Two different populations were defined: all the cases and the subgroup of adrenocortical tumours. For each population, comparisons of imaging findings between two groups, benign and malignant masses, were performed using Student t test or Mann-Whitney U for continuous variables and chi-Square test (or Fisher's exact test, as appropriate) for qualitative variables.

First, a prediction model was built from a prospective cohort (training cohort) using a logistic regression model including 2 parameters: the tumour SUVmax: liver SUVmax uptake ratio and the tumour diameter. To quantify the discrimination performance of the model, the area under the receiver operating characteristic (AUC) curve was measured. Calibration plots were used to assess the calibration of this model, accompanied with a Hosmer-Lemeshow.

The prospective training cohort consisted of 87 patients from 8 French university hospitals and has been previously described.[10] In the training cohort, among the 87 masses, 72 were classified as benign and 15 as malignant. Briefly, histology was obtained in 64 patients and identified 15 malignant tumours (11 ACCs, one metastasis from lung carcinoma, two leiomyosarcomas, one liposarcoma); 47 benign tumours including 34 ACAs and two oncocytomas with uncertain malignant potential. The remaining 23 cases remained stable on 12 months follow-up CT and were therefore considered as benign lesions.

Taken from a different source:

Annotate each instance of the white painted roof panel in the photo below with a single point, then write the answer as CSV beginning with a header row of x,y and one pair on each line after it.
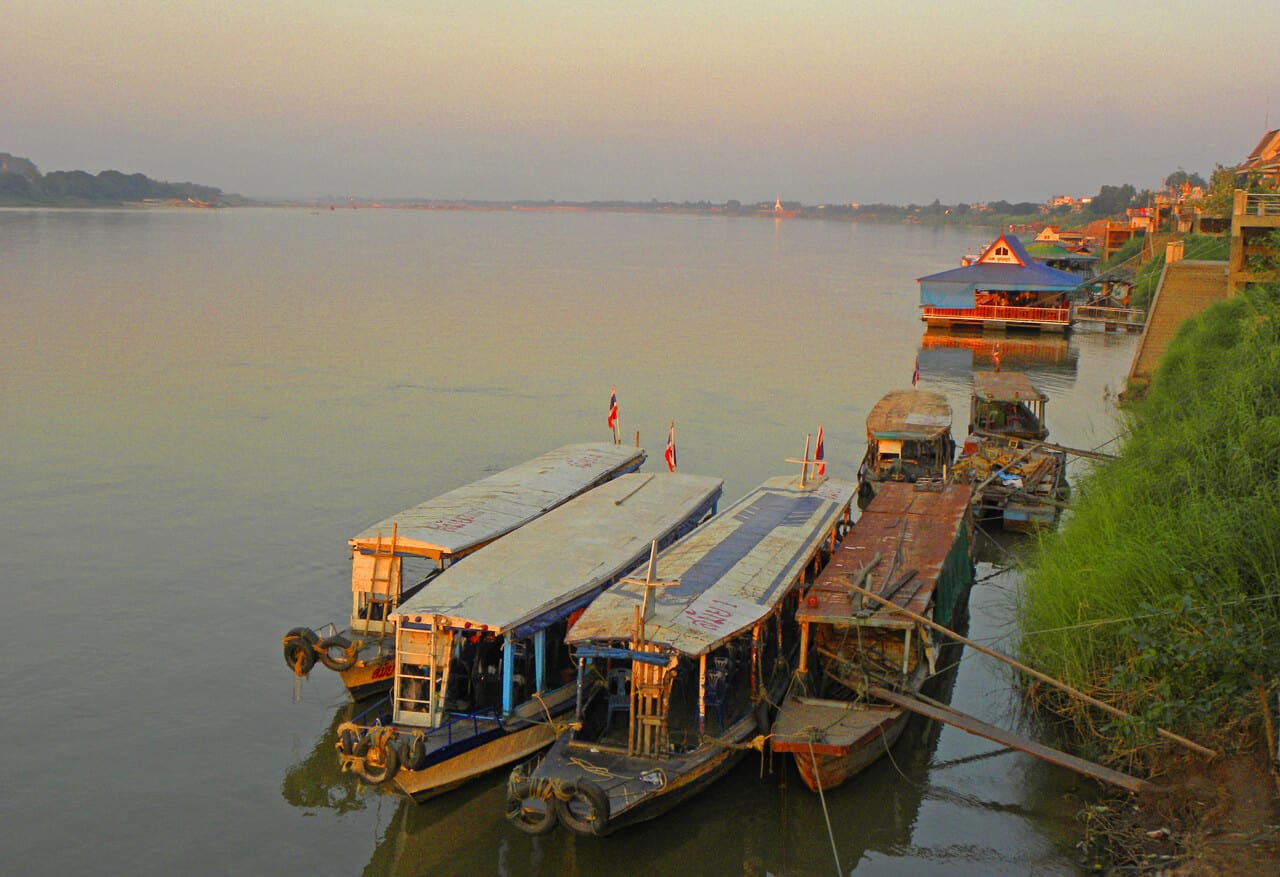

Second, the performance of the model was tested on an independent cohort (validation cohort). The logistic regression formula from the initial cohort was applied to the validation cohort, and the probability for each patient was calculated. To quantify the discrimination performance of the model, the AUC was measured. Calibration plots were used to assess the calibration of this model, accompanied with a Hosmer-Lemeshow chi-square test. The cut-off points were calculated from the ROC curves that maximized both sensitivity (Se) and specificity (Sp). NPV, PPV and accuracy were provided with their 95% confidence intervals.